Dropping the lower 2 bits makes up for the loss of range to these flags. In the example above, we see that shifting by 2 turns the value into a 30-bit number, which can be represented as a Fixnum:

(0xff5b4af8 >> 2) => 1071043262

This bug can also manifest on a 64-bit system if the upper bits are 0xff.

Closes #13481

@stanhu stanhu requested a review from a team as a code owner August 9, 2023 20:37
@stanhu stanhu requested review from JasonLunn and removed request for a team August 9, 2023 20:37
@fowles fowles requested a review from esrauchg August 9, 2023 20:41
@JasonLunn JasonLunn added the ruby label Aug 9, 2023
VALUE key_val = (VALUE)key;
PBRUBY_ASSERT((key_val & 3) == 0);
return rb_funcall(weak_obj_cache, item_try_add, 2, LL2NUM(key_val), val);
// Avoid overflow on 32-bit systems by discarding the bottom zeros
Copy link
Contributor Author

@stanhu stanhu Aug 9, 2023

Choose a reason for hiding this comment

The reason will be displayed to describe this comment to others. Learn more.

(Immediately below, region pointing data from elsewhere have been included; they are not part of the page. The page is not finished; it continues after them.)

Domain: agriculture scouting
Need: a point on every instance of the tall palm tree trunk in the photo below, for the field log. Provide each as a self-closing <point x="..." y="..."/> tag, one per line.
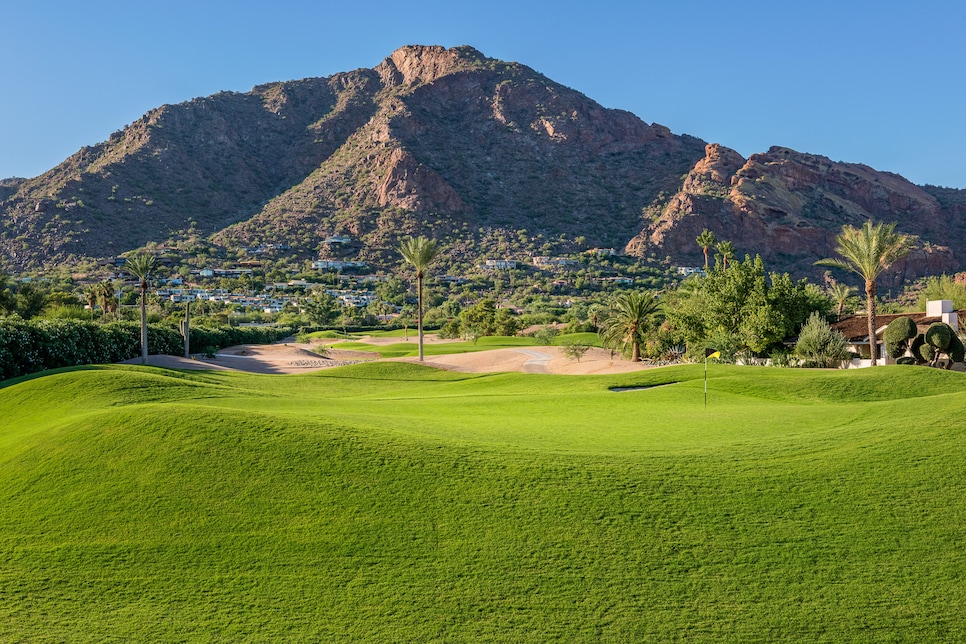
<point x="144" y="323"/>
<point x="870" y="306"/>
<point x="419" y="311"/>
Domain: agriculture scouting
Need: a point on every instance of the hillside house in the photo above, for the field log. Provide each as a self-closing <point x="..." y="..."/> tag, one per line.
<point x="855" y="328"/>
<point x="500" y="264"/>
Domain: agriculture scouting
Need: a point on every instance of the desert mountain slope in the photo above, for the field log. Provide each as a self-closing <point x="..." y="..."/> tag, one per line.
<point x="486" y="155"/>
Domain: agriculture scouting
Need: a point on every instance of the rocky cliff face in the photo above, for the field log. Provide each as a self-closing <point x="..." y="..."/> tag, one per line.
<point x="486" y="156"/>
<point x="789" y="207"/>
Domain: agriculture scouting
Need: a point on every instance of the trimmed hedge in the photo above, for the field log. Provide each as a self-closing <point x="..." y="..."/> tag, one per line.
<point x="28" y="346"/>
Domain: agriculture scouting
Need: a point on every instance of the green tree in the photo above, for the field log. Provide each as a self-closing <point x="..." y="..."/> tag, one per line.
<point x="840" y="294"/>
<point x="868" y="251"/>
<point x="742" y="307"/>
<point x="727" y="251"/>
<point x="91" y="293"/>
<point x="479" y="320"/>
<point x="142" y="267"/>
<point x="706" y="240"/>
<point x="820" y="346"/>
<point x="8" y="301"/>
<point x="105" y="294"/>
<point x="420" y="253"/>
<point x="629" y="319"/>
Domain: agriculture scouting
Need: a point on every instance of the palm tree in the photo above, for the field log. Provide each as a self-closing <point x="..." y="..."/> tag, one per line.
<point x="706" y="240"/>
<point x="420" y="252"/>
<point x="868" y="251"/>
<point x="727" y="250"/>
<point x="629" y="319"/>
<point x="141" y="267"/>
<point x="840" y="294"/>
<point x="91" y="296"/>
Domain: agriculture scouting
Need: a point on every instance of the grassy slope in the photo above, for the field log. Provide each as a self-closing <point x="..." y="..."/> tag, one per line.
<point x="393" y="502"/>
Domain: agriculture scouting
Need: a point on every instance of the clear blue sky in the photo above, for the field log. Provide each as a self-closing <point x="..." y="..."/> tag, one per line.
<point x="874" y="82"/>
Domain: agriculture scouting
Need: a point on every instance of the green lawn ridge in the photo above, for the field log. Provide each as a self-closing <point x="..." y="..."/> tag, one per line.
<point x="393" y="502"/>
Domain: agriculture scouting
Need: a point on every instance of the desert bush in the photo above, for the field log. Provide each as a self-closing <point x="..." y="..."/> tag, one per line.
<point x="820" y="346"/>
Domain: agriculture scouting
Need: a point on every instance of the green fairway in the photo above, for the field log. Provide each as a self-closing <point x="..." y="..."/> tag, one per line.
<point x="392" y="502"/>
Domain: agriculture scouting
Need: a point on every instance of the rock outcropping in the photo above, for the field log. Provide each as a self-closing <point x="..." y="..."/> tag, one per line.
<point x="486" y="156"/>
<point x="789" y="207"/>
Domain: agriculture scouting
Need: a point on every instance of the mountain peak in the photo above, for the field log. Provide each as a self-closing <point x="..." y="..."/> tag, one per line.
<point x="413" y="64"/>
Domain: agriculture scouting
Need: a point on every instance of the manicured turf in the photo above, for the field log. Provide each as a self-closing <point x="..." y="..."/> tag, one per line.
<point x="390" y="502"/>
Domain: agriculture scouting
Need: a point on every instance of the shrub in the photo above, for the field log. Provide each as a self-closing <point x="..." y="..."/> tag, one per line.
<point x="898" y="334"/>
<point x="574" y="350"/>
<point x="36" y="345"/>
<point x="546" y="335"/>
<point x="938" y="335"/>
<point x="820" y="346"/>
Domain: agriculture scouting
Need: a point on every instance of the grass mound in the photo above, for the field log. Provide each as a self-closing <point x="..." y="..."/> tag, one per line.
<point x="393" y="502"/>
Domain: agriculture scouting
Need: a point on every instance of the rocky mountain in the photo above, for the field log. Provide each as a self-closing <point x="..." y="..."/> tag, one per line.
<point x="789" y="207"/>
<point x="488" y="156"/>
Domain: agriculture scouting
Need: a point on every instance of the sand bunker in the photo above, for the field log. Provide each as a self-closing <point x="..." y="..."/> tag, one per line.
<point x="299" y="358"/>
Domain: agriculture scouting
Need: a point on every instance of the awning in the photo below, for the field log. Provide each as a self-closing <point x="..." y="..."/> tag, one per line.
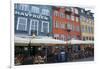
<point x="75" y="41"/>
<point x="19" y="41"/>
<point x="88" y="42"/>
<point x="48" y="41"/>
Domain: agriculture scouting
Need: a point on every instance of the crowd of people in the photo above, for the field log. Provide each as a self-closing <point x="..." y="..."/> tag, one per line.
<point x="53" y="57"/>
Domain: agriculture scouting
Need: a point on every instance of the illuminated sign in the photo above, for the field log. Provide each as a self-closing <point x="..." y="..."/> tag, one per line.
<point x="32" y="15"/>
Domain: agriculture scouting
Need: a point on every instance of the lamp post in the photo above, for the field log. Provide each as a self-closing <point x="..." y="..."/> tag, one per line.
<point x="68" y="30"/>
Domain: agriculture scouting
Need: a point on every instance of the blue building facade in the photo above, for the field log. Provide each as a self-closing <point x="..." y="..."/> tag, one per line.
<point x="31" y="19"/>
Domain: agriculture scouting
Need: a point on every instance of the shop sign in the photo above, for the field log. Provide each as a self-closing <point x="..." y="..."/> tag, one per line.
<point x="31" y="15"/>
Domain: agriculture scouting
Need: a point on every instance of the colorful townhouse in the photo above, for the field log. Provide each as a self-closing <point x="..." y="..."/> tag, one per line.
<point x="31" y="19"/>
<point x="66" y="24"/>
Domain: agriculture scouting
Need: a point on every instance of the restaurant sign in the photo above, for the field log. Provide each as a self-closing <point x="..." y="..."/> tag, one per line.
<point x="31" y="15"/>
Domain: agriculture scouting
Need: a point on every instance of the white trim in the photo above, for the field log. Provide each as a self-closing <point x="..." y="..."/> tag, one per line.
<point x="17" y="28"/>
<point x="42" y="25"/>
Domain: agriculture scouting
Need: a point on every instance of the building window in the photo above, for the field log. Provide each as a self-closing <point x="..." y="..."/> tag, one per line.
<point x="56" y="24"/>
<point x="56" y="13"/>
<point x="77" y="19"/>
<point x="82" y="28"/>
<point x="23" y="7"/>
<point x="16" y="6"/>
<point x="82" y="11"/>
<point x="69" y="26"/>
<point x="68" y="16"/>
<point x="34" y="26"/>
<point x="45" y="27"/>
<point x="77" y="28"/>
<point x="45" y="12"/>
<point x="62" y="25"/>
<point x="56" y="36"/>
<point x="35" y="9"/>
<point x="72" y="9"/>
<point x="21" y="24"/>
<point x="62" y="15"/>
<point x="63" y="37"/>
<point x="83" y="38"/>
<point x="72" y="17"/>
<point x="76" y="11"/>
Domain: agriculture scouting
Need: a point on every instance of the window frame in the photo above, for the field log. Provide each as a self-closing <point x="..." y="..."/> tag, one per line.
<point x="43" y="26"/>
<point x="35" y="21"/>
<point x="18" y="19"/>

I think the issue isn't overflow, but in https://github.com/ruby/ruby/blob/abd15ac775d41e6485f728fe0fad4cddf138d3ec/include/ruby/internal/arithmetic/long_long.h#L75-L86 it appears that if the value can fit as a Fixnum it will be stored that way. I suspect that on a 32-bit system, the value doesn't fit, so it has to be allocated on a heap via Bignum.

Example values:

0xff5b4af8 => 4284173048
(0xff5b4af8 >> 2) => 1071043262

Every time we get a new key on a 32-bit system, LL2NUM(key_val) previously allocated a new Bignum, which has a different value.

Copy link
Contributor

Choose a reason for hiding this comment

The reason will be displayed to describe this comment to others. Learn more.

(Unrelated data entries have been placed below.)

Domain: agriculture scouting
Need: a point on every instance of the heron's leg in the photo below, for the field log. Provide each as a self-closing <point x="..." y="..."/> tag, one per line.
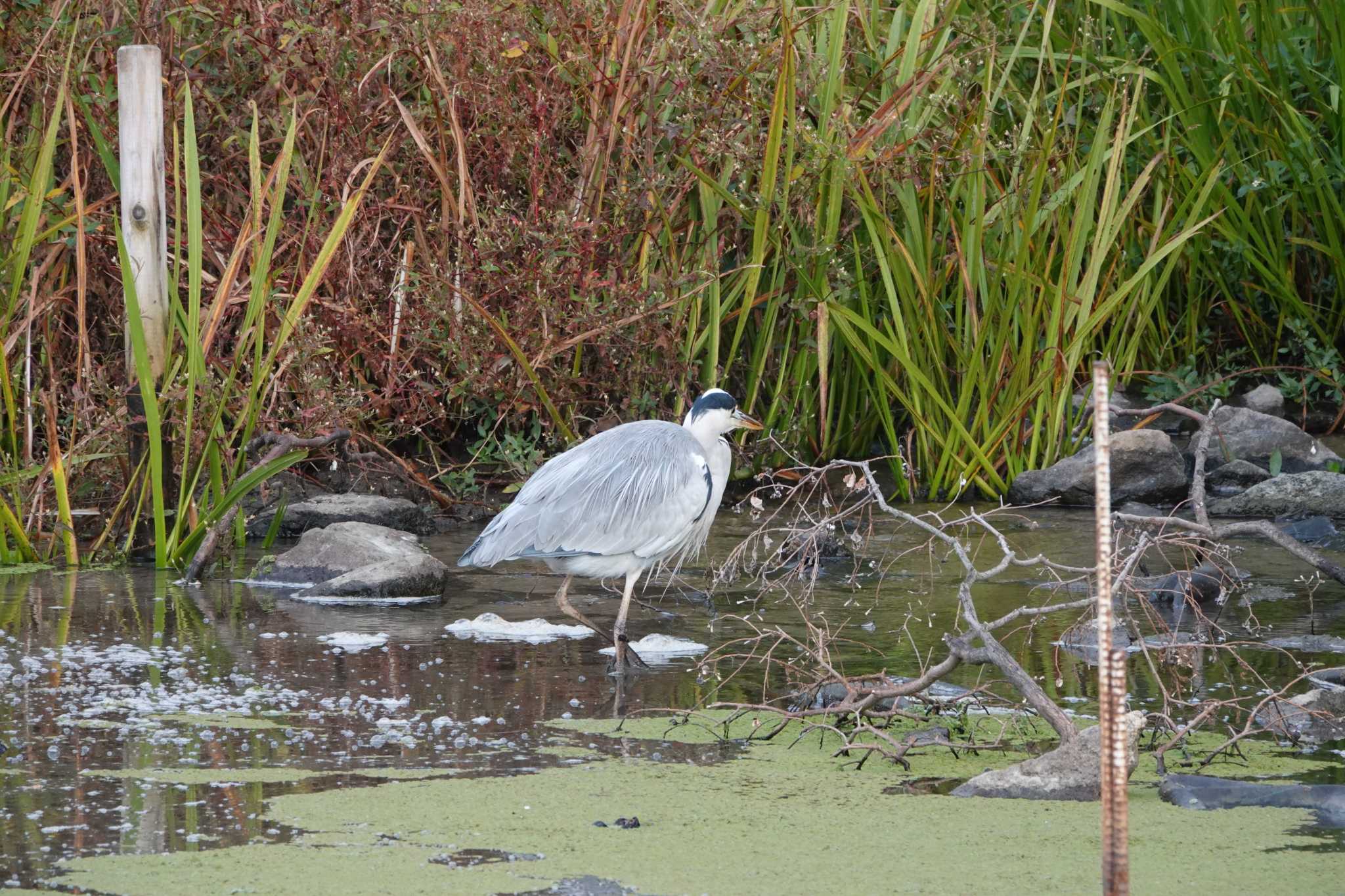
<point x="563" y="601"/>
<point x="619" y="640"/>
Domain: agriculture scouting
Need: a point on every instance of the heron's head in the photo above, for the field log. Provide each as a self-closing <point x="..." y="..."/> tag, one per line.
<point x="717" y="413"/>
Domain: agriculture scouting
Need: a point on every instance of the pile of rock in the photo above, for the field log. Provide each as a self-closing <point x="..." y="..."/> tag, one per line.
<point x="1248" y="440"/>
<point x="355" y="563"/>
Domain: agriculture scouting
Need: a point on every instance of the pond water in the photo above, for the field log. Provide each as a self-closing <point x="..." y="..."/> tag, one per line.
<point x="141" y="716"/>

Can you add an unit test or an assert so that we can't regress this in the future? Most code paths aren't picky about a Fixnum vs a Bignum, but this one does.

Copy link
Contributor Author

@stanhu stanhu Aug 9, 2023

Choose a reason for hiding this comment

The reason will be displayed to describe this comment to others. Learn more.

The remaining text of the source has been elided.